Evacuation of the haematoma
The procedure should be performed under regional auricular block
(5). We recommend Xylocaine 1 % with adrenaline. Good results can also be achieved with infiltration anaesthesia, but this should be reserved for the smallest haematomas (less than 2 cm). Supplemental adrenaline is recommended with regional auricular block, but must not be used with infiltration anaesthesia (5).
It is important to disinfect the ear and the surrounding skin first. Sterile sponges should be moistened with chlorhexidine spirit 5 mg/ml (0.5 %) and applied for at least two minutes. The spirit should be allowed to air dry prior to perforation of the skin. Figure 2 illustrates how to perform a regional auricular block.
Figure 2 Regional auricular block is indicated for the evacuation of larger auricular haematomas. This provides good anaesthesia while avoiding the introduction of additional volume into the already tense and traumatised tissue. Xylocaine with supplemental adrenaline is injected via a thin cannula into the skin, as shown here. Two injection sites are usually sufficient. The anaesthetic is injected in a V-shape underneath the ear and an inverted V-shape above the ear. Optimal effects are achieved after ten minutes. The nerve block anaesthetises anterior and posterior surfaces of the ear in their entirety, with the exception of the area in and around the external auditory meatus, which is innervated by branches of the vagus nerve
The recommended treatment will depend on the size and age of the auricular haematoma
(5). As stated above, if the haematoma is more than seven days old, the patient must be referred to an otorhinolaryngologist or plastic surgeon for revision and, if necessary, reconstruction.
Needle aspiration is recommended if the auricular haematoma is < 2 cm in diameter and < 48 hours old. Green (21 gg) or pink (18 gg) cannulae are suitable. The insertion site should ideally be at the base of the haematoma. It is not necessary to insert the needle into or through the cartilage. If aspiration of the haematoma proves difficult, this is probably because the blood has fully or partly coagulated. Incision and drainage should then be considered.
Incision and drainage is recommended if the auricular haematoma is ≥ 2 cm in diameter or > 48 hours old
(5, 8). The incision should be made at the base of the haematoma. If the haematoma is located in the scapha and/or fossa triangularis, the incision should be directly above the contour of the antihelix. Such incisions often yield good cosmetic results. Alternatively, the incision may be made just underneath the edge of the helix, so that the scar will be at least partially hidden. The incision must be sufficiently large to allow evacuation of the coagula. Figure 3 illustrates the surface anatomy of the ear and a typical auricular haematoma.
Figure 3 Illustration of the surface anatomy of the ear and the typical location of an auricular haematoma (in the cranial part of the scapha and extending into the fossa triangularis). The heavy lines in black are suggested incisions along the antihelix and helix
Cutting down into the cartilage should be avoided: if the haematoma empties, the incision is sufficiently deep. If necessary, the incision can be enlarged slightly using a small pair of scissors or tissue forceps.

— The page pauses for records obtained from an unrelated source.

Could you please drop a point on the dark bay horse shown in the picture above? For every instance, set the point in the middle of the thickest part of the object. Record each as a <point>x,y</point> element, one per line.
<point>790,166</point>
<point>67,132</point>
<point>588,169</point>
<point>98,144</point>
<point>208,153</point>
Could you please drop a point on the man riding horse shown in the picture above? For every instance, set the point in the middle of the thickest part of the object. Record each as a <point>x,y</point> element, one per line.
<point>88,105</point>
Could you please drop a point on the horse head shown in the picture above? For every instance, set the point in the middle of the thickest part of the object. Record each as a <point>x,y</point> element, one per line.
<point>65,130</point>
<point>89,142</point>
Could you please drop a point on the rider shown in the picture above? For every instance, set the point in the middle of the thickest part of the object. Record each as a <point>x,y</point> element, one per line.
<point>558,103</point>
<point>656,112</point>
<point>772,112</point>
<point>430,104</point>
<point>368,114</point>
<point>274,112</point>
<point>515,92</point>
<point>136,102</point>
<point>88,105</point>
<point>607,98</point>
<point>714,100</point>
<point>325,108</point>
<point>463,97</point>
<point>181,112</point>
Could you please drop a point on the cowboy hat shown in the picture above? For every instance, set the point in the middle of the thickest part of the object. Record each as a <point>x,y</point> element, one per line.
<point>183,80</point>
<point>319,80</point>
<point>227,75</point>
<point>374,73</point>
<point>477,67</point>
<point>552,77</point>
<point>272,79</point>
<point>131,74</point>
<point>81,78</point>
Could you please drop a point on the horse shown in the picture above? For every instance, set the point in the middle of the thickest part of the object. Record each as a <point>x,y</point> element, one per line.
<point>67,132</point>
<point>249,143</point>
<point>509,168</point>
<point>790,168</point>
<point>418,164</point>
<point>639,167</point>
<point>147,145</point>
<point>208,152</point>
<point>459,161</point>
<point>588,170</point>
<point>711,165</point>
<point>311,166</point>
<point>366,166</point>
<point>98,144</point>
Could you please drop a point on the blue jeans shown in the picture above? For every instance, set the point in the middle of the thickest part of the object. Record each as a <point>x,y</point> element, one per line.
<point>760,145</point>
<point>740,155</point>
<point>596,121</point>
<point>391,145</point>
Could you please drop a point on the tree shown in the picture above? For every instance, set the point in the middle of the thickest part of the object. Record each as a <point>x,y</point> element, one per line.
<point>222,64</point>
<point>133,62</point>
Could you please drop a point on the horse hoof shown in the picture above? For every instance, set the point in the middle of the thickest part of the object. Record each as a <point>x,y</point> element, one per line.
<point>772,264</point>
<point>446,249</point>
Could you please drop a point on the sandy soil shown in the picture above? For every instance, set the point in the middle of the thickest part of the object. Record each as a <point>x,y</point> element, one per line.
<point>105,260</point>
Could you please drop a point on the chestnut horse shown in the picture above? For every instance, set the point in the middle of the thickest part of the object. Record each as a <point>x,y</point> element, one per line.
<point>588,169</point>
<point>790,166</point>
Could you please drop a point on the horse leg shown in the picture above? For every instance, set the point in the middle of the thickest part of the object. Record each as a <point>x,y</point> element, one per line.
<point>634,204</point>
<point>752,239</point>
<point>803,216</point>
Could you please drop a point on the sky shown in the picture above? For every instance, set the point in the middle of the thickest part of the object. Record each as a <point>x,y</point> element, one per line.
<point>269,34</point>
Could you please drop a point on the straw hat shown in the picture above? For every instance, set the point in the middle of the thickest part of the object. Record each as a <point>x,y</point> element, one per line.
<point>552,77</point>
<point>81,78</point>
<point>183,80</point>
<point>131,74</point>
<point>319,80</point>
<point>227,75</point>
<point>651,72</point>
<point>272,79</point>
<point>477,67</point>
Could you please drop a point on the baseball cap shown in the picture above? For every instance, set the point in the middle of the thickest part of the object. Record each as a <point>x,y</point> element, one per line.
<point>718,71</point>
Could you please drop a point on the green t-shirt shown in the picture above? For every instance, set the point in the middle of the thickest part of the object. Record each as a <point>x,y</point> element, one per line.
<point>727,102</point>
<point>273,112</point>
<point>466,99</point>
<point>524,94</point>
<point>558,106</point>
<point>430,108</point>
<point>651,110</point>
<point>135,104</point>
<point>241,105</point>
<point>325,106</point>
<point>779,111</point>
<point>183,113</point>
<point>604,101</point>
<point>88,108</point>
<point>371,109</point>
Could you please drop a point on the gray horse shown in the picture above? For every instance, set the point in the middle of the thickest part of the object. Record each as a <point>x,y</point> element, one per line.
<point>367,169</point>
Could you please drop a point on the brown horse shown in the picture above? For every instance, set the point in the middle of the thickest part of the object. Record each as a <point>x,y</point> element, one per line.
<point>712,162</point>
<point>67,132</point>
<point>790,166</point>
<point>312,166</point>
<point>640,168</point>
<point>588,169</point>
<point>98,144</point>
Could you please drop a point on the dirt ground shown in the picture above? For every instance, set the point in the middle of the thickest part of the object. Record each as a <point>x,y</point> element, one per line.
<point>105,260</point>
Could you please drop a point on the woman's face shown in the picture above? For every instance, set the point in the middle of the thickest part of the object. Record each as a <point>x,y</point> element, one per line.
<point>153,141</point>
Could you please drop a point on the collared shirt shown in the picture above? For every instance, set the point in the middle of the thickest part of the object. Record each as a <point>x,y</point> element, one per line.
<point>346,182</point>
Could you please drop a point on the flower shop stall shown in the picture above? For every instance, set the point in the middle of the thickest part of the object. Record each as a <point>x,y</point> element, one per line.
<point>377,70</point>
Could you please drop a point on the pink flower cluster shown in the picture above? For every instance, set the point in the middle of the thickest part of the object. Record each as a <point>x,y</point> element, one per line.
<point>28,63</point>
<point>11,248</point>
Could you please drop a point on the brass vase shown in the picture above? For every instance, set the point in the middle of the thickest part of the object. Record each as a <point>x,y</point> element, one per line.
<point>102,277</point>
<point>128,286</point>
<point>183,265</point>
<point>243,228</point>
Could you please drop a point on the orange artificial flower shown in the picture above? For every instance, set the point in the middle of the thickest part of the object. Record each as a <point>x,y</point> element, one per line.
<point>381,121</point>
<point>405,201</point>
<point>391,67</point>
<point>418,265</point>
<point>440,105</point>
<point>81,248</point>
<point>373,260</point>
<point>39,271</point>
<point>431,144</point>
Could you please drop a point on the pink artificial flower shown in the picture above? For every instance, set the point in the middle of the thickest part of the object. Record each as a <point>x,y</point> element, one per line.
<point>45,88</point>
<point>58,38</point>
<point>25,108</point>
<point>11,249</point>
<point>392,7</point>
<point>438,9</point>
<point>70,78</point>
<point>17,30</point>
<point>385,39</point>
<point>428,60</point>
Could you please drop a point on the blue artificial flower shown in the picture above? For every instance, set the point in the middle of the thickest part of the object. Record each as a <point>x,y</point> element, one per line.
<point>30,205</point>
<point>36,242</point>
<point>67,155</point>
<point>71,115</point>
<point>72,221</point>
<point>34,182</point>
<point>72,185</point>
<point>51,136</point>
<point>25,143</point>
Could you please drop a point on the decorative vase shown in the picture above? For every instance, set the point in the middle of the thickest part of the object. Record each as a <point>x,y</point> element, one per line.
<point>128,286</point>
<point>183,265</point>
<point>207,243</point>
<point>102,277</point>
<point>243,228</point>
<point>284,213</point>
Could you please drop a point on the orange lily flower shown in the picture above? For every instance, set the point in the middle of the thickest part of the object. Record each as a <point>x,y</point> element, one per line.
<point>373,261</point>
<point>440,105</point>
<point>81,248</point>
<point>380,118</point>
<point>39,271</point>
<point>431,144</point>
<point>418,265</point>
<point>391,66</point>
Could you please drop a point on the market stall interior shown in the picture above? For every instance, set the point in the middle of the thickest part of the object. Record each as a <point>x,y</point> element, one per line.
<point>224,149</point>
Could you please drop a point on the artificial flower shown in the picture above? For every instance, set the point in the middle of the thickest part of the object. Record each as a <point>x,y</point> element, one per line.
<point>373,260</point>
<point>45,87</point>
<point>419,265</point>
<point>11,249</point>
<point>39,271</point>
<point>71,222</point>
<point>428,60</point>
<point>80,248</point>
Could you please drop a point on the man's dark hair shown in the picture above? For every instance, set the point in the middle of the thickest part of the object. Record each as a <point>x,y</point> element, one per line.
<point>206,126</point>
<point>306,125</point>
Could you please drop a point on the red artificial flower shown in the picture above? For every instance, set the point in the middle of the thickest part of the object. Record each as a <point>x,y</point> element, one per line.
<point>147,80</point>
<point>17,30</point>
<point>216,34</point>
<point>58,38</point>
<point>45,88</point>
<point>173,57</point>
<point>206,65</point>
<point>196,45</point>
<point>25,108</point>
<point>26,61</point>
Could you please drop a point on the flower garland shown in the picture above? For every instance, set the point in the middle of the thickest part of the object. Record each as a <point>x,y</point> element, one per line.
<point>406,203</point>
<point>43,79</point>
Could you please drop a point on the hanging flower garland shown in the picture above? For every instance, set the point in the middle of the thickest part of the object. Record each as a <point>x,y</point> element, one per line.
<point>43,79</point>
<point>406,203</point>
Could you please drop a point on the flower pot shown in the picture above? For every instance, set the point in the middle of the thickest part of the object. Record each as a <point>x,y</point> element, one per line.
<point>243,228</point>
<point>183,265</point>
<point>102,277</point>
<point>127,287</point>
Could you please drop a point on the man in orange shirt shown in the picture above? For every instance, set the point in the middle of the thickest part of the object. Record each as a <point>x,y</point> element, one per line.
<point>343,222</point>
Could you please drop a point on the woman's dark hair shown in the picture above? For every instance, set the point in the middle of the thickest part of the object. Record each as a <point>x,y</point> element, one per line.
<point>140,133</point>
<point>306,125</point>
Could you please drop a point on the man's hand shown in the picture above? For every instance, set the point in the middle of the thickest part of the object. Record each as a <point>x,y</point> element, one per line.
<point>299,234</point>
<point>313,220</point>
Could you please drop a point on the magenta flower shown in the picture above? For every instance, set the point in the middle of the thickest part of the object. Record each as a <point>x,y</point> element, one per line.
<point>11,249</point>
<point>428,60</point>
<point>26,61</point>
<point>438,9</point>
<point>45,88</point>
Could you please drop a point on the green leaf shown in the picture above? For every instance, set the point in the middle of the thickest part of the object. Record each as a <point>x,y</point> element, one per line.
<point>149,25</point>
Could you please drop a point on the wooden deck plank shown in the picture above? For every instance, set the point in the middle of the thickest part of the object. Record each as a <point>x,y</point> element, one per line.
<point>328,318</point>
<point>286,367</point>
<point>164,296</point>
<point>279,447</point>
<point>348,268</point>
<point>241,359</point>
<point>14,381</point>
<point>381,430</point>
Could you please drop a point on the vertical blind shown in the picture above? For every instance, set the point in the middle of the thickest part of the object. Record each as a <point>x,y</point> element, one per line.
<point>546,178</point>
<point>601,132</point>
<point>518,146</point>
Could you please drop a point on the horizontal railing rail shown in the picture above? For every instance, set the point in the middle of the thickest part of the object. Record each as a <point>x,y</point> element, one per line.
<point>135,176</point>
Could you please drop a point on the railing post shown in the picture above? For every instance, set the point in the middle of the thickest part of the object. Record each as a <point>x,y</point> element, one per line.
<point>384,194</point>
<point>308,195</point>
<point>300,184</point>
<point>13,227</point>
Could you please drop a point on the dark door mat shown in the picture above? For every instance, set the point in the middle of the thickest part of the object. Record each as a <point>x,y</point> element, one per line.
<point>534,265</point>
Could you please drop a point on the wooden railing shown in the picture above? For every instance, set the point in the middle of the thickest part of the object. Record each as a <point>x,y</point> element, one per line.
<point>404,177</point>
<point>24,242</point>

When the haematoma has been drained, the area should be rinsed with sterile saline until the liquid runs clear. The incision can then be closed with, for example, 5 – 0 non-absorbable nylon sutures. Mattress stitch is recommended. The surgical needle must pass through the skin, perichondrium and cartilage on both sides of the incision. The aim is to achieve good contact between the layers. A small area outermost in the incision is left open to allow drainage.
After surgery, a pressure dressing is applied with the vaseline-impregnated gauze innermost, followed by a sterile saline dressing and dry bandage. It is often necessary to wrap an elastic bandage around the head to ensure sufficient pressure against the surface of the ear.